Around 18 to 36 months of age, your toddler may begin to show some interest in toilet training.  Before you begin to toilet train, it's good to plan ahead and prepare as much as possible.

4 mins to read Aug 25, 2017

My child will soon be starting school so it is therefore the ideal time to teach them to use the potty. What can I do to help them?

Toilet training is another step towards becoming independent and "growing up". The parents' burden is lessened (no more nappy changing) as is their budget.  However, parents' wishes may differ from external forces!  Perhaps your mother reminds you that "at their age you were already dry", the school teacher stresses that "we only accept nappy-free children" – the deadline is somewhat worrying!  To help you not make this stage a stressful obsession, here is some useful advice…

Are babies dry at a specific age?

There is no cut-off age. Your little one is ready when, physiologically, they know how to control their sphincters (retention/expulsion) and when, psychologically, they agree to giving up their status as baby. Not all children are ready at the same time and are generally dry at night at between 15 and 36 months. Children are generally dry in the day at 28 months.

How will I know if they are ready to use the potty?

Strong signs to suggest that they are ready include being able to sit down and stand up again unassisted, being able to kick a ball, being able to climb stairs alone, imitating adults' behaviour, being able to eat on their own and claiming a certain level of independence.

Other significant signs of wanting to move on include taking an interest in the potty and touching their nappy when it is soiled.

If I use the potty too early, can this prevent my child from learning how to toilet train properly?
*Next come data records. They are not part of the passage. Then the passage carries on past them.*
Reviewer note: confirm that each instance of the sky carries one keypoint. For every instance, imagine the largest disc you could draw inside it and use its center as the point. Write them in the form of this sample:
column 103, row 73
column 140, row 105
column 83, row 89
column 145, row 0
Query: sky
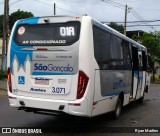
column 146, row 11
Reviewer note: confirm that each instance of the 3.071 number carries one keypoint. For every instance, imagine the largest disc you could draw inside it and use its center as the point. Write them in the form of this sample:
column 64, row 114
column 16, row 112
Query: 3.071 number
column 58, row 90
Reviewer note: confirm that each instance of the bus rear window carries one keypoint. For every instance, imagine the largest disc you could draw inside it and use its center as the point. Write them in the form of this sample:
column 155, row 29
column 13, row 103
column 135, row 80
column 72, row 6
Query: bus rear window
column 57, row 34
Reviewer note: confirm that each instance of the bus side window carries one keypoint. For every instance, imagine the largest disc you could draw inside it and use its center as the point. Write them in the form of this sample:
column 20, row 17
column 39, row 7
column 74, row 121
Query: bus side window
column 126, row 55
column 102, row 41
column 144, row 60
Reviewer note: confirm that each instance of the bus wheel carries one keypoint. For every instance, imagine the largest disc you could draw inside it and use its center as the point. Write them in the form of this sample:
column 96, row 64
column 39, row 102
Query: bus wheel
column 118, row 108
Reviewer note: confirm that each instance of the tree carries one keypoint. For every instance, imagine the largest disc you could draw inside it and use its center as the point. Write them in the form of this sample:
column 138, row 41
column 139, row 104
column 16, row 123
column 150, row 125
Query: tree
column 117, row 27
column 19, row 14
column 13, row 18
column 152, row 42
column 1, row 25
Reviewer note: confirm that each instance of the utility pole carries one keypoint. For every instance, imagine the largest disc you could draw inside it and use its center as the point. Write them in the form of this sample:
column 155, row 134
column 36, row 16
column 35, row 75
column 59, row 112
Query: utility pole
column 54, row 8
column 5, row 33
column 4, row 37
column 7, row 25
column 125, row 20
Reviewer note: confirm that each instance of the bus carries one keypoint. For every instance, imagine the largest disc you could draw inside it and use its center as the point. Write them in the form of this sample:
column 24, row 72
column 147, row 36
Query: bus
column 74, row 65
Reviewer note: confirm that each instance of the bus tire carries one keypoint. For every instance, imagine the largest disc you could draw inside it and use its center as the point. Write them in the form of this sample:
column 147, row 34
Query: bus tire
column 118, row 109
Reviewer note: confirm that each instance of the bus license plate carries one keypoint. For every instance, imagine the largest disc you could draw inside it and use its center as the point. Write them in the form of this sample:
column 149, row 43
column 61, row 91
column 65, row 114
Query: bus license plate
column 42, row 81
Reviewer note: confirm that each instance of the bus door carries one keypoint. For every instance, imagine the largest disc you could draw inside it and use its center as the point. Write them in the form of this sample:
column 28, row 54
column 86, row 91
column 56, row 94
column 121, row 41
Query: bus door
column 135, row 71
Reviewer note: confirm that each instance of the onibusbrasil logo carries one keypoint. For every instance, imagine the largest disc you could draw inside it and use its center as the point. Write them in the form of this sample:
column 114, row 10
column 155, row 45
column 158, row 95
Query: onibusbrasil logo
column 51, row 67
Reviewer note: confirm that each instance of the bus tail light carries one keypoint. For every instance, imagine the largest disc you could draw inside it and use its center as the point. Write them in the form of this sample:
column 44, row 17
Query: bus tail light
column 9, row 80
column 82, row 84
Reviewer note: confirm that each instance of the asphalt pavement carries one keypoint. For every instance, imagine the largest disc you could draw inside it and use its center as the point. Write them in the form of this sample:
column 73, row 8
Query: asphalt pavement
column 134, row 115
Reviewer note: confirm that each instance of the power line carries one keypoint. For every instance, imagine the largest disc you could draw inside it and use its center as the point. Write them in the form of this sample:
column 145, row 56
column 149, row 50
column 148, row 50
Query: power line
column 57, row 7
column 115, row 4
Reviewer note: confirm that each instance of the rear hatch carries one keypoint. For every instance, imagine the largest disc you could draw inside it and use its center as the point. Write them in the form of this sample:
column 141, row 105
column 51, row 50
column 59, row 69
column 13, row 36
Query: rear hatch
column 44, row 57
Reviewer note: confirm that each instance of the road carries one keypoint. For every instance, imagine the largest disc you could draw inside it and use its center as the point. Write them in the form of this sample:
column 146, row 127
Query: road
column 133, row 115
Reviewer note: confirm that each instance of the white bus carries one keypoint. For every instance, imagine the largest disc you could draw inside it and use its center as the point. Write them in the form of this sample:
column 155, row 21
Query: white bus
column 73, row 65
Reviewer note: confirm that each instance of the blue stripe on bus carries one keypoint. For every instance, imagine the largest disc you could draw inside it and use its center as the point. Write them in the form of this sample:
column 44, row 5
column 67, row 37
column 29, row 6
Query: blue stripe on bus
column 115, row 93
column 47, row 73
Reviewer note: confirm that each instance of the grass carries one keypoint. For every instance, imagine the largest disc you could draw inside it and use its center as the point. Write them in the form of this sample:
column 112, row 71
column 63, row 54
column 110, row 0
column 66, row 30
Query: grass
column 3, row 74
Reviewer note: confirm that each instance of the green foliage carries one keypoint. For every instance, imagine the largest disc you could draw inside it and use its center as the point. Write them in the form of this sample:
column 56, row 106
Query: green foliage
column 117, row 27
column 18, row 15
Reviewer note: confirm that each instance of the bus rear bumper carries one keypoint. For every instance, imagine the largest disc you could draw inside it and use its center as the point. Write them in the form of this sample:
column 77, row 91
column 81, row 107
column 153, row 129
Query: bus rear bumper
column 77, row 107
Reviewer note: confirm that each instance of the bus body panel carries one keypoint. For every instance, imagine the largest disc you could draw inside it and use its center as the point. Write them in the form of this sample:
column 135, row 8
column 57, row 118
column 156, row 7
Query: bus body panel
column 48, row 77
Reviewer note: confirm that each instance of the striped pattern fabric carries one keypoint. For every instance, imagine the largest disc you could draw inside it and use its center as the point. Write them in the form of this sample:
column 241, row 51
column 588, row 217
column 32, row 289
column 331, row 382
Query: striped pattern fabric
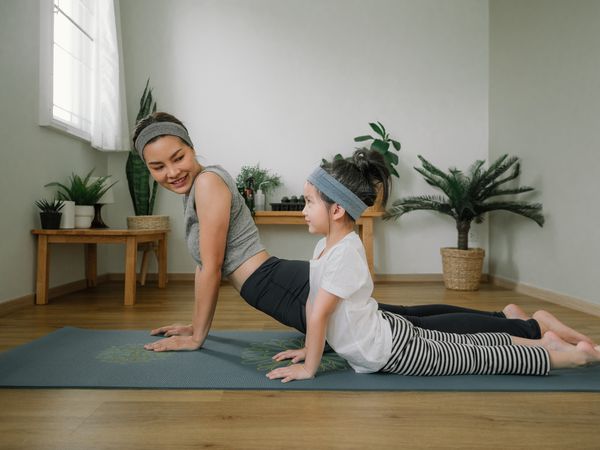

It is true that you should not force a child to develop faster than they are able to. Pressuring them to use the potty will only delay learning.

The right moment is therefore when your child decides they are ready. In the meantime, you can explain how to use the potty and what will be expected of them.

Does putting children on the potty at regular times help?

A routine can be implemented according to set times (on waking, before or after the afternoon sleep etc.). It is also useful to leave the potty out in the bathroom or toilet to enable the child to get used to seeing it. You can sit with them initially to reassure them, while explaining that a bowel movement is natural and explaining where it goes next.

Should children be left on the potty until they have done what is expected of them?

Making this an obligation will only heighten a child's fear of not matching up to your demands and not being worthy of your love, at the expense of their self-confidence. If after a few minutes nothing happens, you should congratulate your child for having tried before trying again a few hours later or the next day.

What should I do if my child soils their pants?

Toilet training is never accident-free! You should reassure your child on their ability to learn to toilet train and you should ask them to not wait until the last minute to ask to go to the toilet.

If my child does not manage to go on the potty should I suggest they use the toilet?

This high perched, worrying "throne" is generally the last stage in toilet training and means that your child has effectively managed to use the potty.

They regress, my baby was dry but has started wetting the bed again?

The arrival of a little brother or a little sister, among other reasons, may temporarily cause older children to regress to the status of baby. This does not however last long. A little patience and everything should fall back into place.

My baby is dry in the daytime. How long will it be before they are also dry at night?

This varies and is without reason. It may take just a few days, a few weeks or months… Sometimes children are dry at night first! The most important thing is not to pressure them. Children have their own pace, and as parents you will need to adapt to it!

Books can also help introduce the idea of potty training:

  • "Zoo Poo : A first toilet training book" by Richard Morgan, Barron's Educational Series.
  • "Potty Training in One Week" by Gina Ford, Vermilion.
  • "Early start potty training" by Linda Sonna , McGraw-Hill Contemporary.